Ömer ŞENER - Vergi Müfettişi (Ankara Büyük Ölçekli Mükellefler Grup Başkanlığı)

Binek oto en sade tanımıyla ticari amaçla kullanılmayan, şahsi/ailesel ihtiyaçlara özgü araçlardır. Fakat bu tanımlama vergi mevzuatında biraz karmaşıktır. Katma Değer Vergisi Kanunu (KDVK) kapsamında binek otolar gümrük tarife istatistik cetvelinin 87.03 pozisyonu kapsamında değerlendirilen araçlardır. Bu pozisyonda yer alan araçlar için 2 ve 8 seri no.lu gümrük genel tebliğlerine bakılabilir. Binek oto için yüklenilen KDV’nin hangi durumlarda indirilebileceği KDV’nin tartışmalı konusudur.

KDVK'nın 29’uncu maddesine göre: Mükellefler, yaptıkları vergiye tabi işlemler üzerinden hesaplanan katma değer vergisinden, kanunda aksine hüküm olmadıkça faaliyetlerine ilişkin olarak, kendilerine yapılan teslim ve hizmetler dolayısıyla hesaplanarak düzenlenen fatura ve benzeri vesikalarda gösterilen katma değer vergisini indirebilirler.

KDVK'nın 30’uncu maddesinde: Faaliyetleri kısmen veya tamamen binek otomobillerinin kiralanması veya çeşitli şekillerde işletilmesi “olanların” bu amaçla kullandıkları hariç olmak üzere “işletmelere ait binek otomobillerinin” alış vesikalarında gösterilen katma değer vergisinin indirilemeyeceği belirtilmiştir. KDV genel uygulama tebliğinde ise kanunda geçen olanlar deyimi için “taksi işletmecisi, sürücü kursu ve otomobil kiralama şirketi” ifadelerine yer verilmiştir. Kanun koyucu ikinci el binek oto satın alımlarında kiralama ve çeşitli şekillerde işletme faaliyetinde bulunanlar için “bu amaçla kullandıkları” ifadelerine yer vererek bu faaliyet amacı dışındaki kullanımlarda KDV indirim mekanizmasının kullanımını engellemiştir.

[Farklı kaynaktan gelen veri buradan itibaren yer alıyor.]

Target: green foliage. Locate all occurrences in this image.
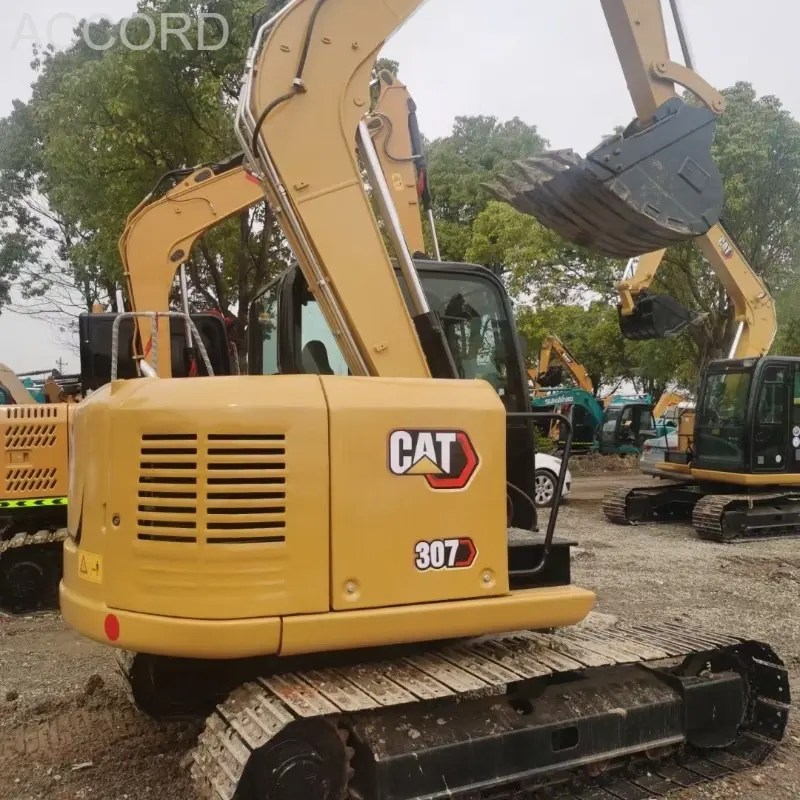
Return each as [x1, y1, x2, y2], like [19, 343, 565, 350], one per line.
[466, 201, 622, 306]
[533, 425, 558, 453]
[424, 117, 547, 261]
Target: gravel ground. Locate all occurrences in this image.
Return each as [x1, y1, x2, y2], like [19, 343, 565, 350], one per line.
[0, 476, 800, 800]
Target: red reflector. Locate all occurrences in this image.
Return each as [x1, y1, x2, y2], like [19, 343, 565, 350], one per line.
[103, 614, 119, 642]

İkinci el binek otomobillerin alım ve satım faaliyeti ile iştigal eden mükellefler (oto galericiler) açısından bu otomobillerle ilgili olarak ödenen vergilerin indirim konusu yapılıp yapılmayacağı hususu ise tartışma konusudur. Maliye idaresinin bu konudaki görüşü:“ kullanılmış binek otomobil alım satım faaliyeti ile iştigal eden mükelleflerin bu faaliyeti; “kiralama” veya “çeşitli şekilde işletme” kavramı dışında kalmaktadırlar. Bu araçlar için yüklendikleri KDV’yi Kanununun 30’uncu maddesinin (b) bendine göre indiremezler.”

Bence: İkinci el binek otomobil alım-satım faaliyeti ile iştigal eden mükelleflerin bu amaçla satın aldıkları binek otomobiller için yüklenmiş oldukları KDV’ler indirime konu edilebilir. Nitekim söz konusu otomobiller işletme için ticari mal (emtia) hükmündedir. Nihayetinde kullanılmak veya ekonomik ömrü boyunca faydalanılmak amacıyla satın alınmayan bu otomobiller, ticari maldan farksız olup bilançoda stoklar bölümünde yer alırlar. 1 seri no.lu muhasebe sistemi uygulama genel tebliğinde de bahsedildiği üzere herhangi bir değişikliğe tabi tutulmadan satmak amacı ile işletmeye alınan ticari mallar ve benzeri kalemler “153.Ticari Mallar” hesabında muhasebeleştirilir. Yani söz konusu mükelleflerin satmak amacıyla almış oldukları binek otoların “254. Taşıtlar” hesabında aktifleştirilmesine ve amortisman yoluyla itfasına gerek yoktur. Bu işletmeler söz konusu otomobillerini “153. Ticari Mallar” hesabında aktifleştirerek maliyet bedelleri ile sonuç hesaplarına intikal ettirirler. Ayrıca kanun hükmünde yer alan “işletmelere ait” ifadesi ile kullanma ve faydalanma maksadıyla satın alınıp “254. Taşıtlar” hesabına kaydedilen binek otolara atıf yapıldığını düşünmekteyim.

Sonuç olarak; KDVK'nın 30/b. maddesi kapsamında yer alan indirim hakkı kısıtlamasının, kullanılmış binek oto ticareti ile uğraşan işletmelerin bu amaçla satın aldığı, ticari mal vasfı taşıyan otoları için geçerli olmadığını düşünüyorum. Yine bu düşüncemin kanun gerekçesinde yer alan, özel ihtiyaçlarda kullanılan otomobillerin, işletmeye dâhil edilerek; muvazaalı yöntemlerle vergi gelirlerinin azalmasını önleme amacı ile ters düşmediği açıktır.